The stock cooler will handle even the 4790K just fine though so I would not worry.  It keeps temps well below Intel thermal threshold and I know many people running on them for years without any issues.  But the Hyper212 could be nicer for a bit more coolness and would end up being a bit more silent than the Stock cooler under load with no overclocking.


----------



## peche (Dec 8, 2014)

I have used intel stock cooler more than a year, then I replaced with a thermaltake AIO,
Why?
Because I wanted to keep it fresh, I don’t like high temps and intel stock cooler wasn't able to handle temps as I wanted, so I replaced it now  I'm pretty happy with my new AIO, also I gave a new look to my rig,
If I were you, I would replaced it with a good cooler or also water cooler if you have the enough money,

Regards,


----------



## Kursah (Dec 8, 2014)

If you're running stock with the 4790K like I am, why not undervolt too? I was able to cut down voltage, power consumption, temps, and maintain excellent temps and stability. My 4790K likes 1.26v stock turbo... but can run at 1.16 iirc. I'll have to check when I get home.


----------



## yogurt_21 (Dec 9, 2014)

RCoon said:


> If you have zero plans of overclocking, stock cooler's are perfectly fine. They wouldn't package them with it otherwise. That being said, probably would have been smarter to buy a non-K model, as the 200mhz or so difference would be negligible in performance.
> If you do plan on doing something in the not-too-distant future, I could recommend a Hyper 212 EVO.


400MHZ actually
http://ark.intel.com/products/80806/Intel-Core-i7-4790-Processor-8M-Cache-up-to-4_00-GHz
http://ark.intel.com/products/80807

11% can certainly be noticeable, if not then wtf would the point of overclocking be?


----------



## Kursah (Dec 9, 2014)

It really isn't as noticeable with modern CPUs. I notice 0 difference in performance at non-turbo and turbo or OCd speeds in anything I do. This does not include synthetic benches...as I rarely use them beyond stability testing.

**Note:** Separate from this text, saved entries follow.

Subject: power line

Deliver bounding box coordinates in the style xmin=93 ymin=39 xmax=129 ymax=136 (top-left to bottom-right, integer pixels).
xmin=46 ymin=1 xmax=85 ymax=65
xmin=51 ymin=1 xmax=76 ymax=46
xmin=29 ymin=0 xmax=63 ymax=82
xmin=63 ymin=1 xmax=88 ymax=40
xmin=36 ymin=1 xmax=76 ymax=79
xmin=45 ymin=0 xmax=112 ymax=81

Honestly there isn't many reasons to OC a high end chip beyond trying to eek out the extra MHz and 1-2FPS or syn bench point. The real world return isn't as large as the Core 2 era.

OCing is also a hobby and that's why many I know do it...just because they can. And why not if you have the right hardware, power and cooling should you choose to do so???


----------



## yogurt_21 (Dec 9, 2014)

I certainly notice the difference between turbo and non just as I do from 1600 to 2400Mhz on the memory. While it may not show up on web browsing it does show up in video editing and compression as well gaming. It may not load the game any faster but the frames are higher and it's more then 1-2 fps, unless of course it's a gpu bound game. So I still say it's worth it to get the 4790k over the regular 4790 eve if you don't overclock simply due to the base boost in clock speed. This may not be as dramatic as taking a Q6600 from 2.4 to 4.0, but the difference is still present.


----------



## Vario (Dec 15, 2014)

stock cooler is pretty lousy it doesnt have much retention.  Didn't have much luck with it myself. You can mod them with zip ties or use bolt+nut to get it tighter against the CPU.


----------



## Toothless (Dec 15, 2014)

Get a real cooler or tweak the volts. At "stock" it will run hot. Unless of course, you don't push it.


----------



## eidairaman1 (Dec 15, 2014)

If youre not ocing get a non k model part


----------